Some advisory committee members considered Memantine/Namenda's® effect modest, similar in scope to the effect seen with cholinesterase inhibitors.

The advisory committee found problems with the design of a third submitted study, conducted in Latvia, because it enrolled individuals with vascular dementia as well as Alzheimer's disease. An additional issue was that although the data showed a positive effect for Memantine/Namenda® on reducing dependence on care, the study lacked an acceptable measure of effect on cognitive function. According to current FDA standards, drugs approved specifically to treat Alzheimer's disease must show a benefit on cognitive symptoms as well as on overall function, which confirms that the effect on cognition is clinically meaningful.

In June 2003, Forest reported preliminary results from another add-on therapy trial enrolling participants with mild to moderate Alzheimer's who were also taking any of three commonly prescribed cholinesterase inhibitors — donepezil (Aricept®), galantamine (Reminyl®), or rivastigmine (Exelon®). Data from this trial were not included in the new drug application seeking approval of Memantine/Namenda® for moderate to severe disease. According to the company, the data showed that participants receiving Memantine/Namenda® in combination with a cholinesterase inhibitor did not experience significantly greater benefit in cognition or overall function than those who received a cholinesterase inhibitor and a placebo. These preliminary results suggest that Memantine/Namenda® may not be as effective in individuals with mild to moderate Alzheimer's who are taking a cholinesterase inhibitor as it may in more severely ill individuals. This data has not yet been peer reviewed or presented in a professional forum.

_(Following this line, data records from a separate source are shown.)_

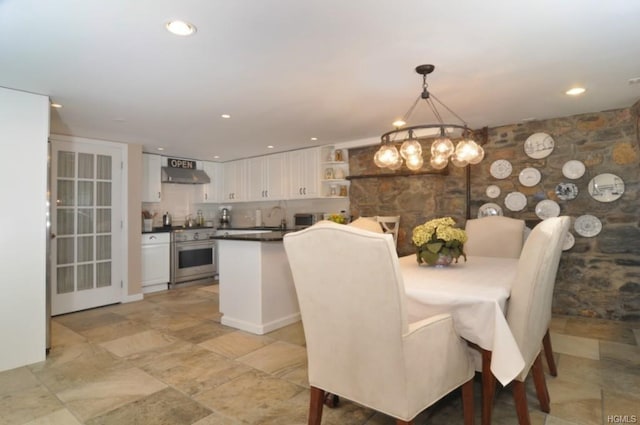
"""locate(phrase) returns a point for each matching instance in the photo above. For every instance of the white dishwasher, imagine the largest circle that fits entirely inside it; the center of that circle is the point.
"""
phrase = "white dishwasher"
(155, 262)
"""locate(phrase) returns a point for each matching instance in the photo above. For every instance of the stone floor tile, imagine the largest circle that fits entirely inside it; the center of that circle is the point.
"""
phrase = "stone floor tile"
(113, 331)
(201, 373)
(136, 343)
(201, 331)
(607, 374)
(627, 353)
(236, 344)
(16, 380)
(166, 407)
(249, 396)
(90, 364)
(293, 334)
(618, 406)
(575, 346)
(96, 397)
(607, 330)
(215, 419)
(26, 404)
(59, 417)
(88, 319)
(277, 359)
(578, 402)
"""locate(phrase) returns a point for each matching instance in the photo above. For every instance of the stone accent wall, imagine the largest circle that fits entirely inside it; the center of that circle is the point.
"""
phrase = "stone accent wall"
(599, 276)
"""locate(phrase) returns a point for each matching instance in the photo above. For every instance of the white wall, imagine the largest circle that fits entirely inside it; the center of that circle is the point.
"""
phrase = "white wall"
(24, 128)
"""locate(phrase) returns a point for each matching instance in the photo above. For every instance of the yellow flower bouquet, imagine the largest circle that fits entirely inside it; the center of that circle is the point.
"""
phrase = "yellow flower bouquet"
(438, 242)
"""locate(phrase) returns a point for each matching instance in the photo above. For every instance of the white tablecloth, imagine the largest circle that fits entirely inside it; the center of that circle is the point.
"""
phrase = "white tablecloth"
(475, 293)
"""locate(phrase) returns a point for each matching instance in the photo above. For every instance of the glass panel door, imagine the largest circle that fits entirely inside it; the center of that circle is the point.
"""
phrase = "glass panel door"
(86, 189)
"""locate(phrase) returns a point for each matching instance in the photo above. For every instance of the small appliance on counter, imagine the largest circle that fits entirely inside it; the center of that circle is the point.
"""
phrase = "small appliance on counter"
(303, 220)
(166, 219)
(225, 218)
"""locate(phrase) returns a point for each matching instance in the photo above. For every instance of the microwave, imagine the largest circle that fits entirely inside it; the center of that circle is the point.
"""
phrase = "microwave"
(302, 220)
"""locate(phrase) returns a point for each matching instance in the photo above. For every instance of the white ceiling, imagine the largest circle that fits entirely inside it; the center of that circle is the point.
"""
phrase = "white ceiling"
(289, 70)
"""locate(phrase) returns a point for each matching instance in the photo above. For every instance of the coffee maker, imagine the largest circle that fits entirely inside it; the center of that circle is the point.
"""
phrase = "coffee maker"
(225, 218)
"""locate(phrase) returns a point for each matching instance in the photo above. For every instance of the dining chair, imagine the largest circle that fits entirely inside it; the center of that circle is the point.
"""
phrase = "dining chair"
(390, 224)
(529, 313)
(360, 344)
(494, 236)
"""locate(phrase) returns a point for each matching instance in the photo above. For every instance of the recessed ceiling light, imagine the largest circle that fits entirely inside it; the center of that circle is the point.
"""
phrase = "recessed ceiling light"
(180, 28)
(575, 91)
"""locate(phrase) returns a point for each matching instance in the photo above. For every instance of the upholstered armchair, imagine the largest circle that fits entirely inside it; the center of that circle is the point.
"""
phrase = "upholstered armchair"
(529, 310)
(360, 345)
(494, 236)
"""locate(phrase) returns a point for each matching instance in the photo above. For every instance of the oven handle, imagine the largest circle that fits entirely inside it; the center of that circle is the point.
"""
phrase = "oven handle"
(194, 244)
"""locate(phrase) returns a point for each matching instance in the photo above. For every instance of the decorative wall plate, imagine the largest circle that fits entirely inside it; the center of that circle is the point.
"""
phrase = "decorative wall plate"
(515, 201)
(489, 209)
(529, 177)
(573, 169)
(501, 169)
(569, 241)
(606, 187)
(539, 145)
(566, 191)
(493, 191)
(547, 209)
(587, 225)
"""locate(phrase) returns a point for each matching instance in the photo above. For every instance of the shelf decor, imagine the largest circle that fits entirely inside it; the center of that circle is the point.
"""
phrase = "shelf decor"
(438, 243)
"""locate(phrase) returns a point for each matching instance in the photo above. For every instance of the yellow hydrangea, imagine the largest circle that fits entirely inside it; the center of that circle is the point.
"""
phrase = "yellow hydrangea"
(439, 236)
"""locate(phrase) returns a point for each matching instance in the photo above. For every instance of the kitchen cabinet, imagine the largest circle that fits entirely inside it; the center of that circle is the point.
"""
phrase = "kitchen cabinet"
(266, 177)
(155, 262)
(334, 169)
(212, 192)
(304, 178)
(151, 178)
(234, 181)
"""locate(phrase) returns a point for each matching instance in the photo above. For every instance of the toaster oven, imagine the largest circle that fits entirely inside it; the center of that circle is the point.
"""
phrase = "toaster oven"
(302, 220)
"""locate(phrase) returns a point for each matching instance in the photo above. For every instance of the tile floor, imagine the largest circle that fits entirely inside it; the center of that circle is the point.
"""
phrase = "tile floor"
(168, 360)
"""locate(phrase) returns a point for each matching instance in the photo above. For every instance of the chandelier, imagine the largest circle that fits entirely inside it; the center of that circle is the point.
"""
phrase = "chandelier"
(443, 150)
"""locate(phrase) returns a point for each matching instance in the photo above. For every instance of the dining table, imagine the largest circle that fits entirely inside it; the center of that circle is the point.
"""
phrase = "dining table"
(475, 292)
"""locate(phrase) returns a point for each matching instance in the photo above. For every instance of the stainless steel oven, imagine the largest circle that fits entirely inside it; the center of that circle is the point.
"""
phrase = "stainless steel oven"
(193, 255)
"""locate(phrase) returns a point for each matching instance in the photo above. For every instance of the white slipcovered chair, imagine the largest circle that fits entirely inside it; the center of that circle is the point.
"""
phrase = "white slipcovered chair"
(360, 345)
(529, 311)
(494, 236)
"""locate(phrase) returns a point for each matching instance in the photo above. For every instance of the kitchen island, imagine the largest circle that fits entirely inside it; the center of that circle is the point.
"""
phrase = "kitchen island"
(256, 287)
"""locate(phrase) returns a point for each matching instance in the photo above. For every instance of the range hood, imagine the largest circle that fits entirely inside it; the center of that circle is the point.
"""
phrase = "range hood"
(184, 176)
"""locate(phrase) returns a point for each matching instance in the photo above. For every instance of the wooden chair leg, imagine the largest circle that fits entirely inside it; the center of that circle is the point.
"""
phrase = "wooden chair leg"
(548, 352)
(540, 383)
(467, 402)
(315, 406)
(520, 398)
(488, 387)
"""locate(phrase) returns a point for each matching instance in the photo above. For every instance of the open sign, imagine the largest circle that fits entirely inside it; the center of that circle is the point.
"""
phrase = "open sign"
(181, 163)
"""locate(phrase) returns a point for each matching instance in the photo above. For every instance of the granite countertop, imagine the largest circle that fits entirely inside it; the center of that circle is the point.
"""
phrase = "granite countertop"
(274, 236)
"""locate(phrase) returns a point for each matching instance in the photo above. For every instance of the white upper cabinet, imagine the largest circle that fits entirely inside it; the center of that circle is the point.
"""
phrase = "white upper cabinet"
(151, 178)
(266, 178)
(212, 192)
(234, 181)
(304, 178)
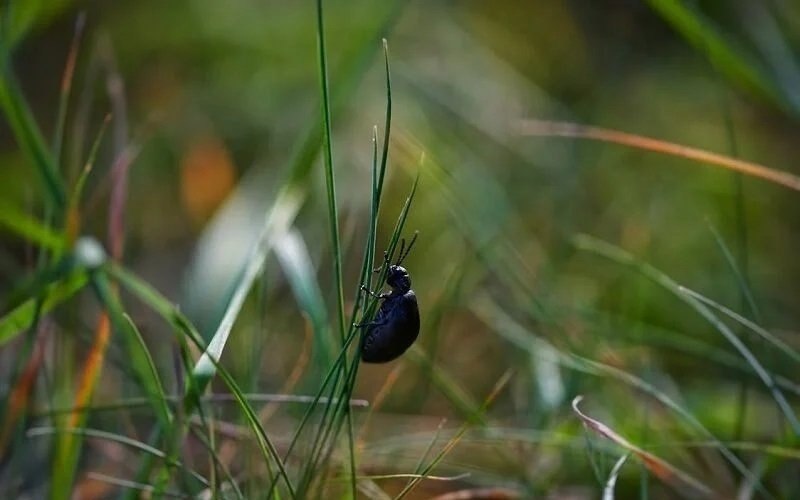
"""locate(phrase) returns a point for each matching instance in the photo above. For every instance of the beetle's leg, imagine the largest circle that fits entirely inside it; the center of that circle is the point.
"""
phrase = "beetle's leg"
(371, 323)
(385, 262)
(370, 292)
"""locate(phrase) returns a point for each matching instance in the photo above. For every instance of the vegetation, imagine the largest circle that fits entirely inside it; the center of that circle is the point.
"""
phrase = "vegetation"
(193, 195)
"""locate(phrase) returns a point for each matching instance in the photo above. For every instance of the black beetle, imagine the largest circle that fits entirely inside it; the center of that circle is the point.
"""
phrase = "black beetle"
(396, 325)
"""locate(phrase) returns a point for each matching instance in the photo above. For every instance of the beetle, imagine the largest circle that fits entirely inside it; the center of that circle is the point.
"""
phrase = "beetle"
(396, 325)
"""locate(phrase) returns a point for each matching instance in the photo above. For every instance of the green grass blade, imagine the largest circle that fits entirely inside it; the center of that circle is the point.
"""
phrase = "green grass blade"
(140, 360)
(750, 325)
(29, 137)
(330, 181)
(618, 255)
(276, 225)
(183, 326)
(292, 254)
(706, 39)
(26, 314)
(741, 278)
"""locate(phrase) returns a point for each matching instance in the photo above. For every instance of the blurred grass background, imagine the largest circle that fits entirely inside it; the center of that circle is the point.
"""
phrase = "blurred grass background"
(214, 101)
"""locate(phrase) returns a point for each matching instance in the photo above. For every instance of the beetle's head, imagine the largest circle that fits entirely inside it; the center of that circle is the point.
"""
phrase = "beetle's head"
(398, 278)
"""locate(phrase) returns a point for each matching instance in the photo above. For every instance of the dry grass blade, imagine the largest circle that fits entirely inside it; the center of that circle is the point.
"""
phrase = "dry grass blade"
(659, 467)
(544, 128)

According to a Forest official, the company expects to report data from two additional trials of Memantine/Namenda in mild to moderate Alzheimer's and another trial in treating moderate to severe disease by the end of 2003.

How is Memantine/Namenda® supplied and prescribed?
Memantine/Namenda® is supplied as an oral medication in 10 mg tablets. Forest Labs is providing prescribing information at www.namenda.com or by calling (877) 2-NAMENDA or (877) 262-6363.

Adverse effects occurring more commonly with Memantine/Namenda® than with placebo included headache, constipation, confusion, and dizziness.